Figure 1.

Enhanced Rac1 activation and increased spine density in the primary visual cortex after CNF1 treatment. A, Representative immunoblot showing the amount of activated Rac1 (Rac1–GTP) in protein extracts from visual cortex 10 d after CNF1 (or vehicle) injection. α-tubulin, Loading control. B, Quantification of the ratio between Rac1–GTP and total Rac in CNF1- and vehicle-treated rats (3 independent experiments). CNF1 significantly enhances Rac1 activation (paired t test, p < 0.01). C, Spine phenotype of visual cortex pyramidal neurons in animals treated with vehicle (left) or CNF1 (right). Scale bar, 1 μm. D, Box chart showing spine neck lengths for vehicle- and CNF1-treated neurons. The horizontal lines denote the 25th, 50th, and 75th percentile values. The error bars denote the 5th and 95th percentile values, whereas the square indicates the mean of the data. Spine neck length is significantly longer in CNF1-treated samples with respect to controls (Mann–Whitney rank-sum test, p < 0.001).
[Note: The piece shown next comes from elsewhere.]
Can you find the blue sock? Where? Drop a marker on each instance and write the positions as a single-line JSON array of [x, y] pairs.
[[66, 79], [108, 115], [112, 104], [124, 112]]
E, Analysis of spine density in basal dendrites from layer II–III pyramidal neurons in visual cortex. Neurons of animals treated with CNF1 show a consistent and highly significant increase in the density of protrusions (Mann–Whitney rank-sum test, p < 0.001). The horizontal lines in the box chart denote the 25th, 50th, and 75th percentile values. The error bars denote the 5th and 95th percentile values, whereas the square indicates the mean of the data. We examined 2356 spines from 31 neurons and 1761 spines from 21 neurons in CNF1- and vehicle-treated rats, respectively. **p < 0.01; ***p < 0.001.